9. De onderlinge verschillen zijn ook voor een deel te verklaren doordat de evangelisten voor verschillende groepen mensen schreven. Zo schreef Mattheüs vooral voor joodse christenen en Marcus voor christenen van de stad Rome. De evangelies weerspiegelen dus ook een beetje wat er leefde binnen de plaatselijke christelijke gemeenschap waarbinnen ze ontstonden. De vier evangelisten deden hun schrijfwerk naast hun normale werk.
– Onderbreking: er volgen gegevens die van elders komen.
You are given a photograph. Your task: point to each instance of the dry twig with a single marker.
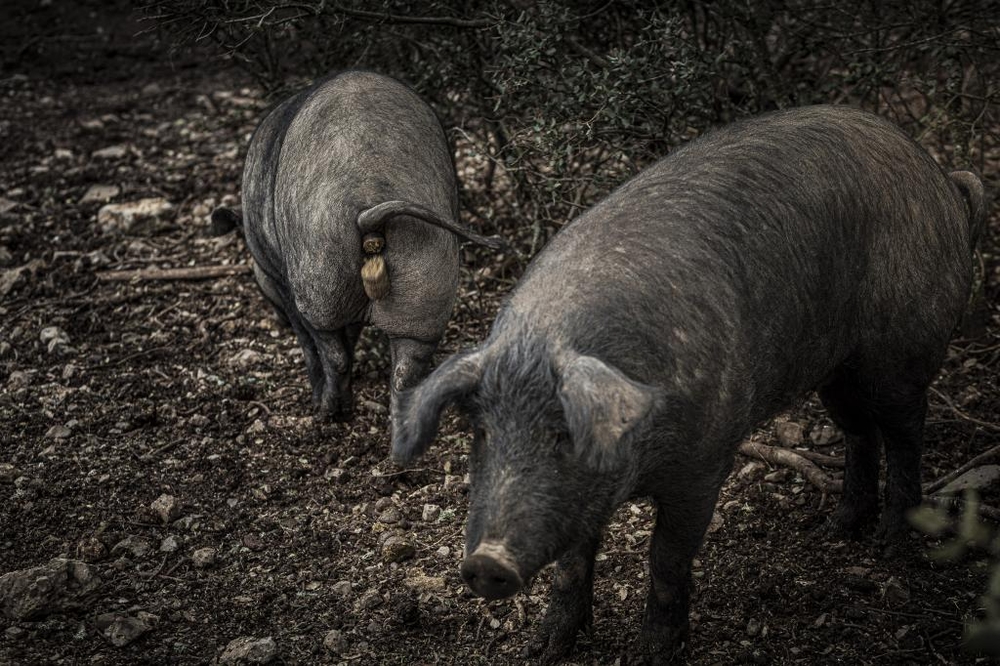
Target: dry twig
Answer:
(788, 458)
(185, 273)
Zo was Mattheüs belastingambtenaar (tollenaar), Lucas arts en Marcus helper van Paulus en van Petrus.
10. a. Dit is een ritueel ter bevestiging van de doop, maar wel op een leeftijd dat jonge mensen zelfstandig keuzes kunnen maken. b. Tijdens dit ritueel betuigt de gelovige katholiek spijt over de dingen die hij fout heeft gedaan (zonden) en ontvangt hij vergeving van de priester in naam van Jezus (absolutie). Vervolgens maakt hij zijn misstappen weer goed (penitentie). Vroeger sprak men over de biecht.
11. Kerstmis is het feest ter herdenking van de geboorte van Jezus. Het wordt gevierd op 25 december. Enkele kerstgebruiken zijn het zingen van kerstliederen en het plaatsen van een kerststal en/of kerstboom in kerk of huiskamer.
12. Een kerk heeft meestal de vorm van een kruis.
Multiple-choice vragen: goed of fout
1f, 2f, 3f, 4f, 5g, 6g, 7f, 8f, 9f, 10f, 11g, 12g.